Thursday, May 21, 2015

Mad Men "Person to Person"

Spoilers ahead.

So, no time jumps.  And only one cameo by a minor character from a past season, and it wasn't even someone from the firm.  And perhaps the most surprising thing about last night's finale, considering the often apocalyptic feel of past seasons of "Mad Men," was that our cast of characters was left with mostly happy endings.  Maybe too happy, even.

But first, let's sort out the episode's particulars.  After weeks of trying to guess whether it was going to be the last time we saw this character or that character, all the regulars we started the season with came back for a final goodbye, even Kenny.  Pete and Betty's stories had their conclusions last week, so we only got codas for them here, but that didn't mean they didn't also have a part to play in the stories of other characters.  The final hour really belonged to Joan, Peggy, and Don, with some quick tying up of loose ends for Roger and Sally.  I couldn't be prouder of Sally for stepping up and becoming the much-needed surrogate mother figure for Bobby and Gene.  I'm much less sure of Roger's long term chances with Marie, but slowing down and being with someone who isn't a pushover will be good for him.

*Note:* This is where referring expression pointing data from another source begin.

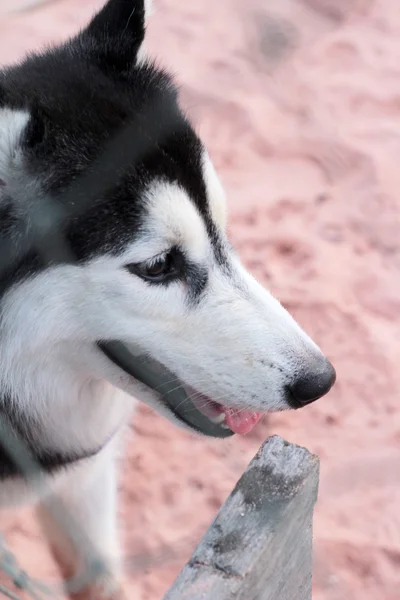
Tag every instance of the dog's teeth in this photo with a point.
(218, 419)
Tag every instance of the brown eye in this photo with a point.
(160, 270)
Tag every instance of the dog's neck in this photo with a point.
(58, 408)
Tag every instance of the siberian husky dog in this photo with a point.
(118, 281)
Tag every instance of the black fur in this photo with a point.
(83, 95)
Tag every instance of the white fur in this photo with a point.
(12, 124)
(236, 345)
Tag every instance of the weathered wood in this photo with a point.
(259, 546)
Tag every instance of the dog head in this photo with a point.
(92, 131)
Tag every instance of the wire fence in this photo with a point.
(41, 229)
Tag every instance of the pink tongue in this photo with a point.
(241, 421)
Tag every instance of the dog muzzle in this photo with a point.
(138, 364)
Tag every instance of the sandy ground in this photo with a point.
(301, 111)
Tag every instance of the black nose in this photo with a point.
(310, 387)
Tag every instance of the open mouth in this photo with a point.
(191, 407)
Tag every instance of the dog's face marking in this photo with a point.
(209, 321)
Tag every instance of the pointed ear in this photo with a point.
(116, 34)
(13, 124)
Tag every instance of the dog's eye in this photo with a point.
(159, 270)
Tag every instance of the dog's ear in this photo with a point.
(115, 36)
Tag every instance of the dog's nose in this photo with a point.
(312, 386)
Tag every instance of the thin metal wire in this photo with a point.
(41, 230)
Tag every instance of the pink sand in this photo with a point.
(301, 112)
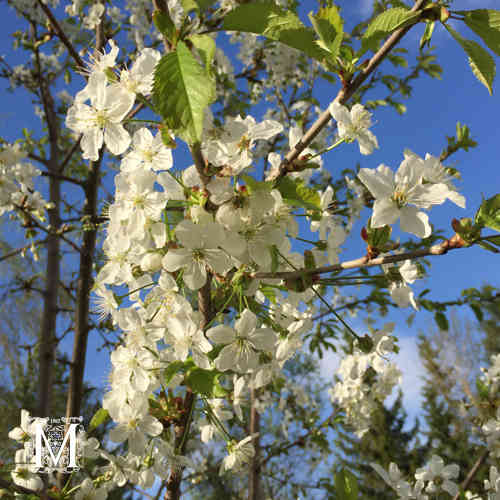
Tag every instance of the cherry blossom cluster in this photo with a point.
(17, 188)
(367, 377)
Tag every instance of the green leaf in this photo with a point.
(346, 485)
(488, 214)
(476, 309)
(329, 26)
(206, 46)
(487, 246)
(197, 5)
(254, 185)
(206, 382)
(275, 262)
(427, 36)
(442, 321)
(100, 416)
(172, 369)
(165, 25)
(486, 24)
(271, 21)
(385, 23)
(295, 193)
(480, 60)
(181, 92)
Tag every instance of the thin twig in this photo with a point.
(364, 261)
(345, 93)
(62, 36)
(472, 472)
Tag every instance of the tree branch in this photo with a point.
(364, 261)
(62, 36)
(472, 472)
(62, 178)
(344, 94)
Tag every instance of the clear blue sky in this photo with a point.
(432, 113)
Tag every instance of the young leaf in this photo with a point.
(480, 60)
(165, 25)
(486, 24)
(182, 90)
(100, 416)
(488, 214)
(329, 26)
(205, 382)
(442, 321)
(385, 23)
(206, 46)
(295, 193)
(271, 21)
(346, 485)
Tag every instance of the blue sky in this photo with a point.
(431, 115)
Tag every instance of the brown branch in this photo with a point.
(344, 94)
(472, 472)
(91, 187)
(57, 233)
(48, 339)
(62, 36)
(62, 178)
(205, 307)
(19, 250)
(71, 152)
(254, 487)
(18, 489)
(364, 261)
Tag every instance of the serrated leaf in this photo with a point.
(273, 249)
(181, 92)
(486, 24)
(488, 214)
(476, 309)
(295, 193)
(441, 321)
(384, 24)
(165, 25)
(329, 26)
(205, 382)
(206, 46)
(255, 185)
(480, 60)
(427, 36)
(346, 485)
(487, 246)
(100, 416)
(172, 369)
(271, 21)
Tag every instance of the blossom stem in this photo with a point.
(320, 297)
(362, 262)
(347, 92)
(338, 143)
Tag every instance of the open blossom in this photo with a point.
(353, 125)
(185, 336)
(147, 152)
(88, 491)
(242, 343)
(101, 121)
(439, 476)
(134, 426)
(200, 242)
(231, 146)
(401, 195)
(434, 172)
(239, 454)
(139, 79)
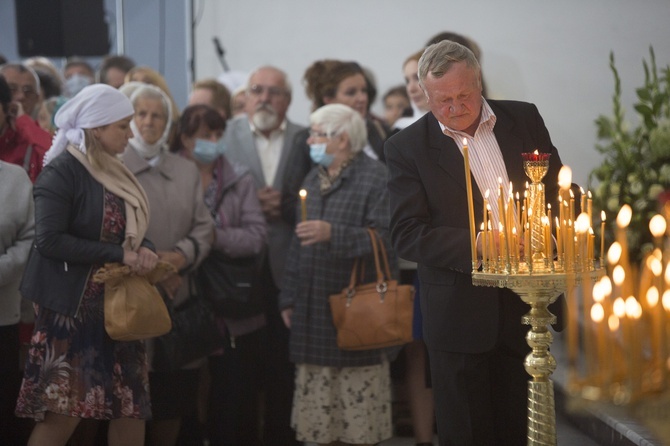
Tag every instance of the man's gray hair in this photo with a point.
(287, 83)
(335, 119)
(22, 68)
(439, 57)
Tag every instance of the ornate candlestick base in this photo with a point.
(538, 291)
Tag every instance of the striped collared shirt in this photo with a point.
(486, 160)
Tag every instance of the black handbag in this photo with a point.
(195, 333)
(233, 286)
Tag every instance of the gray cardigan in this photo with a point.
(357, 200)
(17, 230)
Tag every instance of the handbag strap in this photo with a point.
(384, 255)
(377, 250)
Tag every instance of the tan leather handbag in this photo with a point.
(373, 315)
(134, 309)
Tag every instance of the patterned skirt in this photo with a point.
(347, 404)
(74, 368)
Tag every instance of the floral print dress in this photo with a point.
(74, 368)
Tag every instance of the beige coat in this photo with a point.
(178, 215)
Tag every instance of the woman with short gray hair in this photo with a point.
(340, 395)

Joan's exit from McCann was a perfectly acceptable ending for her, but I'm so glad that she didn't accept that as her ending.  Instead, she put the rolodex to good use, started her own business, and let Richard walk out the door with hardly any fuss when he tried to apply the brakes on her career.  She and Peggy have long been opposite sides of the same coin, but their different challenges have never been so starkly delineated.  Joan had been letting her personal life get in the way of her career ambitions, and finally chose definitively to continue being a working woman doing what she loves.  And no hard feelings to Roger, whose final scene with her discussing each other's significant others, shows them operating on equal footing at last.

Peggy, of course, has always put her career ambitions ahead of her personal life, but gets a chance to correct this.  While I like Stan and pairing him up with Peggy isn't a bad outcome, the melodramatic way it happened was a little off-putting.  I thought Pete and Trudy's reconnection last week was pushing cheesy, but it was genuinely touching at the same time.  Peggy and Stan's big confession scene was exponentially more ludicrous, and I didn't buy it.  Considering Peggy's awful romantic track record, I just don't see her and Stan having more than a good fling.  Maybe that's all she really needs right now, but the episode really played the whole thing up like an emphatic happy ending.  And that just didn't sit right with me.

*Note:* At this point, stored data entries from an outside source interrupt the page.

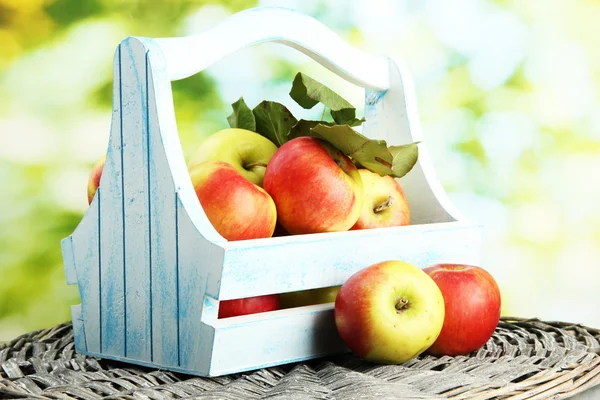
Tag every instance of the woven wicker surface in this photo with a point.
(525, 359)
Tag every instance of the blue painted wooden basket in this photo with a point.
(150, 267)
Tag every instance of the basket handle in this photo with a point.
(188, 55)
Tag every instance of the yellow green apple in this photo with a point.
(237, 208)
(247, 151)
(385, 204)
(309, 297)
(389, 312)
(94, 179)
(315, 186)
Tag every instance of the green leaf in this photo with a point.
(405, 158)
(307, 92)
(354, 122)
(274, 121)
(371, 154)
(242, 116)
(304, 127)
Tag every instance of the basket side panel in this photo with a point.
(163, 225)
(78, 328)
(86, 257)
(258, 341)
(136, 200)
(199, 267)
(112, 271)
(301, 262)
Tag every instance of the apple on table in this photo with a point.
(389, 312)
(237, 208)
(472, 302)
(316, 187)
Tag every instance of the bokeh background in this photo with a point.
(508, 96)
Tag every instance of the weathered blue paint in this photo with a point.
(151, 269)
(136, 199)
(112, 294)
(69, 261)
(163, 231)
(86, 256)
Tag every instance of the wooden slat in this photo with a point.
(138, 279)
(261, 340)
(199, 264)
(111, 230)
(285, 264)
(164, 268)
(392, 115)
(86, 254)
(78, 328)
(69, 260)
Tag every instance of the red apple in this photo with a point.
(237, 208)
(94, 179)
(389, 312)
(472, 301)
(316, 188)
(385, 203)
(248, 305)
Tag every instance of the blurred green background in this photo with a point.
(508, 96)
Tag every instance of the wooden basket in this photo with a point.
(151, 269)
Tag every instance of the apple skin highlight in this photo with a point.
(472, 302)
(316, 188)
(237, 208)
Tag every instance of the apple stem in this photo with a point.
(256, 164)
(384, 205)
(401, 304)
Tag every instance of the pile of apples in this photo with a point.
(248, 187)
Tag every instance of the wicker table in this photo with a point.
(526, 359)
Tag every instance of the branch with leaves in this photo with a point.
(275, 122)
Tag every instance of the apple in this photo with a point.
(248, 305)
(237, 208)
(472, 303)
(384, 205)
(315, 186)
(94, 179)
(389, 312)
(309, 297)
(247, 151)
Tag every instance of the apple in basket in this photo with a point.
(472, 303)
(247, 151)
(248, 305)
(384, 204)
(94, 179)
(237, 208)
(389, 312)
(316, 187)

Everything else with Peggy was great - asserting herself at McCann, nervously considering Joan's partnership offer, and the final phone call with Don.  There were some dire predictions circulating about how she was going to fare at McCann, but clearly Peggy's going to be okay professionally.  Everybody is, even Meredith.  What irks me is that the immediate events Peggy is involved in during the finale feel unresolved, particularly that abrupt goodbye from Don.  Considering where the Don/Peggy relationship has taken us over the years, this felt like a perfunctory acknowledgement of the relationship instead of real closure.  But then, so what if we didn't get that closure?

Don's final fate is left wonderfully enigmatic.  Maybe he did go back to advertising and was responsible for the Coke ad.  Maybe the ad was just symbolic of Don finally moving on and connecting with the new age of the '70s instead of simply running away from the past.  For all the doom and gloom of the past few seasons, Don Draper emerges from the troubled '60s at peace, with himself and with the world around him.  He learns to let go of those final notions of how to be Don Draper, and to accept that he needs to help himself before he can help Betty or Stephanie or anyone else.

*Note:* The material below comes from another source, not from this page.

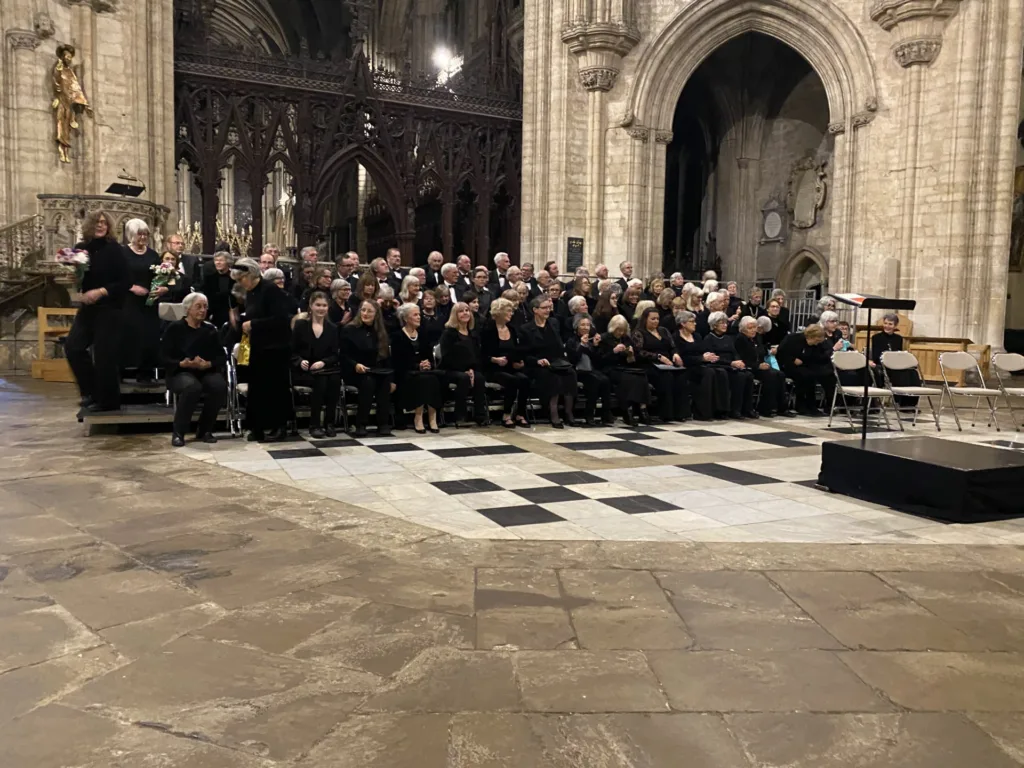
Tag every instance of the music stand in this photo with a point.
(869, 302)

Initially I was skeptical about Don hitting rock bottom and ending up in the hippie retreat, but it's the closest he's ever going to get to much-needed therapy, and it eventually lead us to the wonderful visual of Don hugging and comforting his spiritual double.  My prediction for the finale was that Don would literally vanish into the West, leaving only his legend behind.  Ohming his way to spiritual transcendence of the physical world?  Close enough.  Jumping out of a building or a plane would have been sexier, but it's close enough.

Part of me still wants to reject the happy ending each "Mad Men" character found.  I kept looking for things that might point toward future doom, like the cocaine and the Halloween decorations and the Manson lookalike.  If the show has taught us anything, it's to be suspicious of good news.  However, if I think of the ending as a momentary respite, it's easier to swallow.  Betty's going to die, Peggy and Stan will fight, and Joan will still have to deal with cads ib the '70s.  And Don, for all his advancement, may never find "the real thing."

But he could.  He has a chance for happiness, a new aspiration for everything being better.  And even if real life doesn't turn out that way, it makes for one hell of a soda commercial.